FIG. 1.

Effect of Rv3779 overexpression on the incorporation of [¹⁴C]Man from GDP-[¹⁴C]Man into mannolipids by cell extracts from M. smegmatis. (A) TLC analysis of an in vitro cell-free assay using GDP-[¹⁴C]Man and crude cell lysates from mc²155/pVV16 and mc²155/pVV16-Rv3779. Lysates were incubated with GDP-[¹⁴C]Man at 37°C for the indicated periods of time.
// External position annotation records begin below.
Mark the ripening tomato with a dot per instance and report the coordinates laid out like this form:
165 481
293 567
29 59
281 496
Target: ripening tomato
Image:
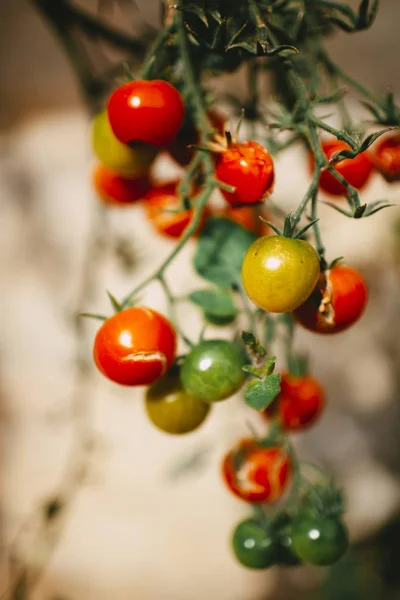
253 545
256 473
299 404
280 273
387 157
319 540
117 190
212 371
171 408
130 162
249 168
338 301
146 111
135 346
355 170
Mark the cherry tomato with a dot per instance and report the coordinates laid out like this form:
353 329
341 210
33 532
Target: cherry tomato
159 201
249 168
319 540
146 111
355 170
299 404
117 190
171 408
129 162
337 302
280 273
253 546
135 346
255 473
212 371
387 157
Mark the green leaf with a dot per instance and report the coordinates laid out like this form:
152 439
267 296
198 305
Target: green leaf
220 251
260 394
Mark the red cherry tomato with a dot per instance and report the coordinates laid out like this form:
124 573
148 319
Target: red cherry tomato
299 404
146 111
117 190
135 346
355 170
161 199
249 168
255 473
338 301
387 157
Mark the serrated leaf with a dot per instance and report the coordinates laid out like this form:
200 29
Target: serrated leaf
220 251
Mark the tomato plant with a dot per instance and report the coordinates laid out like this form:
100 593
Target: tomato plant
255 473
338 301
135 346
146 111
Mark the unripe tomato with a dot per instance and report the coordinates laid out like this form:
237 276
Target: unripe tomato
253 546
117 190
338 301
135 346
355 170
171 408
387 157
249 168
146 111
299 404
212 371
318 540
129 162
280 273
255 473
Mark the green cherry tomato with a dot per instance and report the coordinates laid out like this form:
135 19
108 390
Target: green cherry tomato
212 371
318 540
280 273
124 160
253 546
172 409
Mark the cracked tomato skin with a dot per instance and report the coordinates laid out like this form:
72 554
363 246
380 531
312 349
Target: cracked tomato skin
146 111
299 404
338 301
356 170
387 157
255 473
135 346
250 169
280 273
116 190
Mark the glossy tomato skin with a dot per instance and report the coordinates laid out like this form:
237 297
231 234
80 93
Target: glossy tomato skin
129 162
116 190
280 273
356 170
146 111
173 410
212 371
337 302
255 473
250 169
253 546
387 157
319 540
299 404
135 346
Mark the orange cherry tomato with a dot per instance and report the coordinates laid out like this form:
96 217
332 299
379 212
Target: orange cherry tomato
338 301
116 190
255 473
135 346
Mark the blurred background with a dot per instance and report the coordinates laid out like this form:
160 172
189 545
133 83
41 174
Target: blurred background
100 504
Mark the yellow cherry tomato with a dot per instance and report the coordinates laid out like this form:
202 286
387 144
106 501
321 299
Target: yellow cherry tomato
280 273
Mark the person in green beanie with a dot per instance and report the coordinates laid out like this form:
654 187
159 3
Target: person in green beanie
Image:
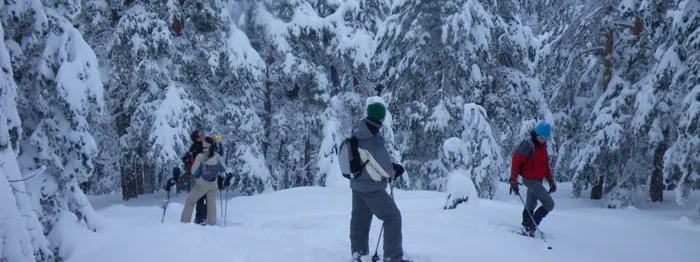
369 196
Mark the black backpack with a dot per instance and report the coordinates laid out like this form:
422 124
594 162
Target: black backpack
351 164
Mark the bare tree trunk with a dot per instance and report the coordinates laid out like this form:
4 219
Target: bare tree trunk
607 54
268 105
307 162
607 60
656 186
597 190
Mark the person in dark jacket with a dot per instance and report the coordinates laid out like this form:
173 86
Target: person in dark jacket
531 161
196 148
369 196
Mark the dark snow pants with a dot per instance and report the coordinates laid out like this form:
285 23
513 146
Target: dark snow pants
535 192
379 203
200 214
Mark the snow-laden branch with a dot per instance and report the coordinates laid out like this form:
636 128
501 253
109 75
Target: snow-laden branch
30 175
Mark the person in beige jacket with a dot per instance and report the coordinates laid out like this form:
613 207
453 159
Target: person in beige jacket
207 167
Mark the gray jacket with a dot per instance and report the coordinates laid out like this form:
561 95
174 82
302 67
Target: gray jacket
375 145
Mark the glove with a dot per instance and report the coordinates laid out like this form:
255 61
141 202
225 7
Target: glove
227 180
220 182
186 158
398 170
514 187
552 185
169 184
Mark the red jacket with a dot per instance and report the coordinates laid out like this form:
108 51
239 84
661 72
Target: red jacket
533 167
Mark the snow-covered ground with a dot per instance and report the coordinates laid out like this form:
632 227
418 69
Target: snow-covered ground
312 224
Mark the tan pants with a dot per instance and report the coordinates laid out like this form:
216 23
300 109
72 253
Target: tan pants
201 188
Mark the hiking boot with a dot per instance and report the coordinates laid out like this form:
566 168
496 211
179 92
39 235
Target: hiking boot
400 260
530 230
356 257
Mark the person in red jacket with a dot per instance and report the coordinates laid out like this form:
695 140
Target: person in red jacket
531 161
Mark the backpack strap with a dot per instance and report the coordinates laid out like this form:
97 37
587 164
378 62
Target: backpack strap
356 165
530 148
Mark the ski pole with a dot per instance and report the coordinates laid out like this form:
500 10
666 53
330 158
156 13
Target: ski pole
226 206
221 203
533 221
165 206
375 257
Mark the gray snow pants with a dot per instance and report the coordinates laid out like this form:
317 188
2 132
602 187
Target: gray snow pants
383 206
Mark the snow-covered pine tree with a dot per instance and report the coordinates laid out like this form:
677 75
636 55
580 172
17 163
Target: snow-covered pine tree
138 82
20 229
475 152
682 159
239 77
59 95
95 22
The synthesized mannolipids were extracted with CHCl₃-CH₃OH (2:1, vol/vol), and a 10% aliquot of each sample was analyzed by TLC followed by autoradiography. The TLC plate was developed in CHCl₃-CH₃OH-H₂O-NH₄OH (65:25:4:0.5). Lanes: C, mc²155/pVV16; O, mc²155/pVV16-Rv3779. (B and C) Incorporation of [¹⁴C]Man from GDP-[¹⁴C]Man into exogenous decaprenyl-phosphate (C₅₀)-P using membrane extracts from mc²155/pVV16 and mc²155/pVV16-Rv3779. (B) TLC analysis of the first 15 min of the in vitro cell-free assays using 0.5 mM of (C₅₀)-P. (C) Quantification of the Man incorporated by the control (open symbols) and overexpressor (filled symbols) into C₅₀-P-Man over time. The concentrations of (C₅₀)-P used in the assays were 0 (circles), 0.005 (rectangles), and 0.05 (diamonds) mM. The inset shows a closeup of results of the assays using 0 and 0.005 mM (C₅₀)-P.